Pakistan is facing a potential intensification of its fuel crisis as a dispute over Rs180 billion in Sindh Infrastructure Development Cess (SIDC) claims has created fears of a possible collapse in the petroleum sector.

On Tuesday, the Sindh government released a Pakistan State Oil (PSO) tanker that had been held at the port due to the ongoing cess dispute. However, the provincial authorities have now demanded payment guarantees from PSO and other oil marketing companies (OMCs) before clearing additional shipments.

The conflict dates back to 2021, when the Sindh government imposed the Infrastructure Development Cess on petroleum product imports. The oil industry challenged the levy in the Sindh High Court, which initially granted a stay order. Later, a two-member bench lifted the stay and ordered the industry to pay the cess. The companies then appealed to the Supreme Court, which also upheld the order for payment.

At that time, the then-Federal Petroleum Minister advised oil companies to provide written assurances to the Sindh government, pledging that payments would be made once the case reached its final conclusion.

Since 2023, however, implementation of the court’s decision had been on hold. The Sindh government has now directed oil marketing companies to settle dues dating back to 2021, claiming that Rs180 billion remain outstanding.
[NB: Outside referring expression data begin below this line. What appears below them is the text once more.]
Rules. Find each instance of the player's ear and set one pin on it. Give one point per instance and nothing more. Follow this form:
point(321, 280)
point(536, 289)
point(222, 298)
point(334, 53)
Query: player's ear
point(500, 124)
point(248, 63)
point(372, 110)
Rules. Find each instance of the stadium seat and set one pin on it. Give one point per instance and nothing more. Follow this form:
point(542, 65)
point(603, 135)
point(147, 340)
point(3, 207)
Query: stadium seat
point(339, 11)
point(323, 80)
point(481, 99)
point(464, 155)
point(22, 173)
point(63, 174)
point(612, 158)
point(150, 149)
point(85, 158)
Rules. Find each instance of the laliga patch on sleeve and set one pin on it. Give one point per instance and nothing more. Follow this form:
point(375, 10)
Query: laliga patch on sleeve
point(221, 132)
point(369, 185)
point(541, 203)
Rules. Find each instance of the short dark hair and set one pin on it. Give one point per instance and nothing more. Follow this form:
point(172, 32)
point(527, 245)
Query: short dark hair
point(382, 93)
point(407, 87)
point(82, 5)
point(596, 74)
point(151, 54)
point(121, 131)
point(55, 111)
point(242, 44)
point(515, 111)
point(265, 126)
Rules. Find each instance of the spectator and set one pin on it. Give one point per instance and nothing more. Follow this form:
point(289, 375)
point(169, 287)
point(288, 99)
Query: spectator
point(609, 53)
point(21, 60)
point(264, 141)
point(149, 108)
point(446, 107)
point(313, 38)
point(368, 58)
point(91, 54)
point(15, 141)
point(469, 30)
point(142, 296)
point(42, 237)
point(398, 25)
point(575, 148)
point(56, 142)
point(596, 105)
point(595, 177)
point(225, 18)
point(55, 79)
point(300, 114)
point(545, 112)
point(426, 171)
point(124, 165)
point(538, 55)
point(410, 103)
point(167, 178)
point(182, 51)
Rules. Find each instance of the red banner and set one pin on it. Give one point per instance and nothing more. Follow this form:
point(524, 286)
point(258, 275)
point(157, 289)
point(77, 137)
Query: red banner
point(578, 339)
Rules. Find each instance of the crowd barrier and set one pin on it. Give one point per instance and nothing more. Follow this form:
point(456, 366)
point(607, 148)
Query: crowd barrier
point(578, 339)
The industry, on the other hand, maintains that the SIDC was never included in the official fuel pricing structure, making payment financially unviable.

The oil sector has appealed to the Ministry of Petroleum for intervention, warning that if forced to pay the full amount claimed by the Sindh government, the entire oil industry could collapse.

On October 17, the Deputy Director (Headquarters) of the Directorate General of Excise and Taxation, Sindh, sent a letter to the Federal Minister for Petroleum, urging enforcement of the Supreme Court’s September 1, 2021 judgment and the Sindh Cabinet’s October 6, 2025 decision.

The letter stated that, in accordance with the court’s and cabinet’s directives, the Sindh Excise, Taxation and Narcotics Control Department is requesting PSO and other importers to submit bank guarantees for the clearance of petroleum cargoes. The Sindh government further clarified that any delay in submitting the guarantees will make PSO and other oil companies solely responsible for any resulting fuel shortages or supply disruptions.

During its meeting on October 6, 2025, the Sindh Cabinet discussed the implementation of the Infrastructure Development Cess on petroleum imports and decided that the concerned department should immediately coordinate with the federal government, the petroleum ministry, and PSO to ensure compliance with the Supreme Court’s orders. It also directed all oil companies to submit their bank guarantees within 15 days.